Sometimes you just have to throw everything at the wall and see what sticks…including your own body! Youropa is an absolute mishmash of ideas, some of which subvert the genre of platforming as a whole while others just feel out of place.
Coherence is far from the game’s strong suit, but it’s an enjoyable few hours of wall crawling, paint slinging, gravity defying fun.
Mais Oui, Mes Amis
Taking place within the shattered, floating streets above a broken Paris, your goal is to reach the top of the Eiffel Tower. Exactly why or how this will solve matters isn’t really addressed. I’m not sure Danish developers Frecle have ever been to Paris, but their wild interpretation gives way to some interesting level design.
Your suction feet will keep you firmly attached to the floor, and you can traverse onto different planes via any curved surface. Gravity always acts downwards though, so if you jump while upside down you’re gonna quickly find yourself falling through space.
Paint me Like One of Your French Girls
One of the first things you’re introduced to in the game is the ability to paint and decorate your character in any way you like. Your health is represented by your level of paint, and each knock will see you lose some from your head down to your toes. Rain will wash it off and the same rules apply to the few enemies that appear.
You can even pick up a can of spray paint and just go to town over any surface. It’s a cool set of mechanics that allows for a lot of expression and messing around.
Normally a staple of the genre, a simple jump is one of the last abilities you will earn in the game. Instead you’ll need to learn to navigate with your own two feet, initially just being able to pick up objects and kick them.
With a beautiful horizon in the background, each level is a treat to explore while seeking out all of the hidden elements. One of my favourite parts of the visuals is how the levels connect together, snapping in and out of a world map styled upon the metro system.
Puzzles are reminiscent of scenes from the film Inception, often taking you upside down and in seemingly impossible directions. None of them prove to be too strenuously brain teasing, but there is plenty of variety throughout.
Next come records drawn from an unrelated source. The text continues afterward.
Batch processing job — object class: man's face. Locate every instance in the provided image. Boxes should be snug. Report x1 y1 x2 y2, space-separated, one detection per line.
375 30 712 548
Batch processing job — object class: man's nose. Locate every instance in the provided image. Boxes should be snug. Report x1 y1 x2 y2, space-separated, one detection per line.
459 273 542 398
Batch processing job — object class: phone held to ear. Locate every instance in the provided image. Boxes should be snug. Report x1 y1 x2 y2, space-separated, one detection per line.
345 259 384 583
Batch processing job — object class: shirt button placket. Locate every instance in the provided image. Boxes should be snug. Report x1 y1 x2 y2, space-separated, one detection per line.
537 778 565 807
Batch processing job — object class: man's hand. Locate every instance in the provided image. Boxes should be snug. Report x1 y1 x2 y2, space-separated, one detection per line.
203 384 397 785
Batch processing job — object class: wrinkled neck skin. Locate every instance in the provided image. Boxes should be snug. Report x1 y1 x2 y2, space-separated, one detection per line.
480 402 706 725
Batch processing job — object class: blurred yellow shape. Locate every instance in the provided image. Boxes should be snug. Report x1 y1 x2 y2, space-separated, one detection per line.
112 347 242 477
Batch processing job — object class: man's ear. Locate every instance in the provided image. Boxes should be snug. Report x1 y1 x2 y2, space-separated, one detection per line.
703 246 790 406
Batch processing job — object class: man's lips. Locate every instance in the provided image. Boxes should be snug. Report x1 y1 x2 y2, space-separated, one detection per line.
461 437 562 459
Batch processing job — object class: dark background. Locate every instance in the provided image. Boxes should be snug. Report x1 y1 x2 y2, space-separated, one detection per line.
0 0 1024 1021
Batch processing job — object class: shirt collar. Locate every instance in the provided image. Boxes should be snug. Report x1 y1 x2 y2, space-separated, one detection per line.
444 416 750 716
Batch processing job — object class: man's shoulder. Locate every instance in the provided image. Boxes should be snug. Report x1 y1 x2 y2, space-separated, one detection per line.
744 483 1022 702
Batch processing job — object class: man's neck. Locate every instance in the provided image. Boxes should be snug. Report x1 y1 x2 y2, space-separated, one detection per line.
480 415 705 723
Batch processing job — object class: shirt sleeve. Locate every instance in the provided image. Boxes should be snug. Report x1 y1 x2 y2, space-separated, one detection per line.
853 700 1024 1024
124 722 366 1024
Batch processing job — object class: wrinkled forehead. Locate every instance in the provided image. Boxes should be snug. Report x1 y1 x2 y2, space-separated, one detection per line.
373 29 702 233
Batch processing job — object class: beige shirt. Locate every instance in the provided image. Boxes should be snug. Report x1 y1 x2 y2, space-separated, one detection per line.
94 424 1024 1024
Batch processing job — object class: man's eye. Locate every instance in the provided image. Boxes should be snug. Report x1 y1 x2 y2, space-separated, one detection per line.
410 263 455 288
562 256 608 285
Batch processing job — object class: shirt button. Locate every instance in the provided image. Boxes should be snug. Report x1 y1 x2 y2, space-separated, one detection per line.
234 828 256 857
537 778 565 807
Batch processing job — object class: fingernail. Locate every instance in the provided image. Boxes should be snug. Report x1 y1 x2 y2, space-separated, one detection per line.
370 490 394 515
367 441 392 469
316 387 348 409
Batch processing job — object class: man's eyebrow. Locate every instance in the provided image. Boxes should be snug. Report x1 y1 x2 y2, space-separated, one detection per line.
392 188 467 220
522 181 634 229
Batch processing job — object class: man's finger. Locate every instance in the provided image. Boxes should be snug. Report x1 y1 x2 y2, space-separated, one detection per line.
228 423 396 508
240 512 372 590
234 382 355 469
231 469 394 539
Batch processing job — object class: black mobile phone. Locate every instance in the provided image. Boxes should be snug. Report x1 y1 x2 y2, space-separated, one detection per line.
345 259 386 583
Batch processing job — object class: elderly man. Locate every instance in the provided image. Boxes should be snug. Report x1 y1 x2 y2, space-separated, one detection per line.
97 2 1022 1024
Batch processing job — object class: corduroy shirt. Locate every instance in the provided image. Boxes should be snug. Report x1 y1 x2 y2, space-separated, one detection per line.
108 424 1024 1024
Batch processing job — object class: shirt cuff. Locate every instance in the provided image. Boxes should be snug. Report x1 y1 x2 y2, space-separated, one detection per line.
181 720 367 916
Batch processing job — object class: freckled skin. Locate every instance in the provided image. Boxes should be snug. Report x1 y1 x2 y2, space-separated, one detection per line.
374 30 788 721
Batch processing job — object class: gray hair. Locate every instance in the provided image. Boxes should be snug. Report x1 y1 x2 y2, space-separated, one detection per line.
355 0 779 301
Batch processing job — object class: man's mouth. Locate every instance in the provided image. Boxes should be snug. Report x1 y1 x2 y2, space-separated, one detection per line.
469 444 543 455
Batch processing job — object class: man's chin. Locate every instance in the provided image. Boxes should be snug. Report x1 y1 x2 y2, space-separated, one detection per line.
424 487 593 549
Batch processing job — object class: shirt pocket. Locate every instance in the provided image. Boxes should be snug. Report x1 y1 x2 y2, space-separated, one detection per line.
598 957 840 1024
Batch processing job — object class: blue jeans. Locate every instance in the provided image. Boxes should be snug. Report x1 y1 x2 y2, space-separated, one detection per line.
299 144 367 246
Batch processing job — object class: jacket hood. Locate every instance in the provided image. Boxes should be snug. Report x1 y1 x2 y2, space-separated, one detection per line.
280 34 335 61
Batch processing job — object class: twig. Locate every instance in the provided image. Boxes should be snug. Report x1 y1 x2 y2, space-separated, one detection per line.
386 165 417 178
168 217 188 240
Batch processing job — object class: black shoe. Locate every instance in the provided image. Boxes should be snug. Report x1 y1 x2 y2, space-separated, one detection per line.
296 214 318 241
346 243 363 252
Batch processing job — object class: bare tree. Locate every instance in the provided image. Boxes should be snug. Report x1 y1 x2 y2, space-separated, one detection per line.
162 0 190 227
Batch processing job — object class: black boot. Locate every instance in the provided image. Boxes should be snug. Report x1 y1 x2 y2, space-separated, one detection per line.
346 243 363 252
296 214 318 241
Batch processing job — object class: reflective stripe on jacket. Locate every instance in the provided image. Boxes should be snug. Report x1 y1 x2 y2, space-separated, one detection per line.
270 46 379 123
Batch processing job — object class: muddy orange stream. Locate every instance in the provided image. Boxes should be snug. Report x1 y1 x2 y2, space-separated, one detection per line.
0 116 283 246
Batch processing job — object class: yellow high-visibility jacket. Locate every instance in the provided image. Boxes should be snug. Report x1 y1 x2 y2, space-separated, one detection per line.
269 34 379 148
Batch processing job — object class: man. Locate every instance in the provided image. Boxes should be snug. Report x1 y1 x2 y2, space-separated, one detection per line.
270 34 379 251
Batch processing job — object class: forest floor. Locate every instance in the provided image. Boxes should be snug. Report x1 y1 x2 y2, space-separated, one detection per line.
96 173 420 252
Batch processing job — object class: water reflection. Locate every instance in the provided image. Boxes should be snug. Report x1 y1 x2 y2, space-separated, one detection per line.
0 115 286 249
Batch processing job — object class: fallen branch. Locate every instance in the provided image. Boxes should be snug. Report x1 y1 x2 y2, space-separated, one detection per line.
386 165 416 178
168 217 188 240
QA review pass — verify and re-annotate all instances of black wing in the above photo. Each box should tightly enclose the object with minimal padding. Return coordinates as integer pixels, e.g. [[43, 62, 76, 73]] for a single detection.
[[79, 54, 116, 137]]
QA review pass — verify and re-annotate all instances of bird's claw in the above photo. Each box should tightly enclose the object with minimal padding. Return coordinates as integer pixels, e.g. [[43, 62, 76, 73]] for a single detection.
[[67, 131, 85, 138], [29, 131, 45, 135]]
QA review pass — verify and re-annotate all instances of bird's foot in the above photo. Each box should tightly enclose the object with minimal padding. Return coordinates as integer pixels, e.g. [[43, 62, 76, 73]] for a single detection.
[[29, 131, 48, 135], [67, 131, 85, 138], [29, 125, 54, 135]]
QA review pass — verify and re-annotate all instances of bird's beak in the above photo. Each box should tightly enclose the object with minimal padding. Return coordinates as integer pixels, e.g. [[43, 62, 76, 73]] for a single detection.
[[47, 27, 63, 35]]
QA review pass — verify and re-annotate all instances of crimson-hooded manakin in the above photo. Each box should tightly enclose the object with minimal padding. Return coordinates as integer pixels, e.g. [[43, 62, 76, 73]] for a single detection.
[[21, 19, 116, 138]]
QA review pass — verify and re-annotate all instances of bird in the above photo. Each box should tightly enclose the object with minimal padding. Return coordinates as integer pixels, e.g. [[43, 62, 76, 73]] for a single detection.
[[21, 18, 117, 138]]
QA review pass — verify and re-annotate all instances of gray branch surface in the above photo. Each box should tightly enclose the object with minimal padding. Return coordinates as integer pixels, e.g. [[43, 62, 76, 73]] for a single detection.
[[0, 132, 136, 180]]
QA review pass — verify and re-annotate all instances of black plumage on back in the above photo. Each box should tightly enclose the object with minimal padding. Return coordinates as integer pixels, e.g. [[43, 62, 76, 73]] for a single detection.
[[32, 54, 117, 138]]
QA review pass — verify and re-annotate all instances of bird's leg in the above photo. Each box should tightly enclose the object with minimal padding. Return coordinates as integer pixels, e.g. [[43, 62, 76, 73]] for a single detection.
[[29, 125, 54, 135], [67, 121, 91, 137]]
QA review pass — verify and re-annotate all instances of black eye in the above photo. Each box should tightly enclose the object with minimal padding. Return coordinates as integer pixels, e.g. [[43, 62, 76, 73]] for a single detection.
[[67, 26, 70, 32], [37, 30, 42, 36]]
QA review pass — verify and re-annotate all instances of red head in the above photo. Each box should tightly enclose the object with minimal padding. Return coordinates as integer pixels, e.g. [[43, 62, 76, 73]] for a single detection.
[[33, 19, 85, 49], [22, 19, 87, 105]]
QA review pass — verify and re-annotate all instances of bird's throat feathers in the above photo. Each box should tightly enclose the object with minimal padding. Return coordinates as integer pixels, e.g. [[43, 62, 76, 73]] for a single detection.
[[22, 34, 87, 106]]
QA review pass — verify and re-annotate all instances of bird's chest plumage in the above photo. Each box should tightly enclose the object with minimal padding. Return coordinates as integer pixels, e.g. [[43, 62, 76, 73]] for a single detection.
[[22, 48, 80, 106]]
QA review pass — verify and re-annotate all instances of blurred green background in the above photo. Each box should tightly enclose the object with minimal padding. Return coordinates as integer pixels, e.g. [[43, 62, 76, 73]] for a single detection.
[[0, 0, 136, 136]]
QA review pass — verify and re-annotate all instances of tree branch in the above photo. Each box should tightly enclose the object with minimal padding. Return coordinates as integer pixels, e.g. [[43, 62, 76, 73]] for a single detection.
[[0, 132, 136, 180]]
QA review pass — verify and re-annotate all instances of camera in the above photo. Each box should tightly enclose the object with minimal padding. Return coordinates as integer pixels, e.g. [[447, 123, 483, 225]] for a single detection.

These Suction Cups Were Made For Walking
I will say that the game lives and dies by its physics engine though. It’s not quite clear enough – in a lot of cases – which direction gravity is currently acting in, and sometimes dead enemies will spawn just to fall off the edge and die to spawn again.
In one case, this happened up until the game crashed. Some levels that have you effectively sliding over oil slick should be the most fun in the game, but instead become slightly infuriating as their rules of momentum seem illogical to say the least.
Falling from even a low height can lead to taking damage, which just feels wrong when you’re making the intended jump. Dying seems to have no major drawbacks other than making you load slightly further back than, and levels are small enough that you’re never backtracking very far.
Some systems seem to have a guiding hand to help them along (such as kicking a ball at a target), but one level had me rage quit multiple times because a box I had to catch was thrown in a different direction each time.
Pass or Bust?
Ultimately, a lack of narrative and cohesion is what stops Youropa from being a great game instead of just a good one. If there was any explanation for who I am, what happened to the world, who the enemies are, why paint is the world’s lifeblood, how I can walk on walls, why mixtapes and graffiti are the collectibles, then it would make the experience feel whole.
I enjoyed my time with the interesting ideas that Youropa presented, but it was hard to feel invested while feeling so lost! If you want to give it a go, this indie game is currently available – on Steam – for about 21$ USD or your regional equivalent!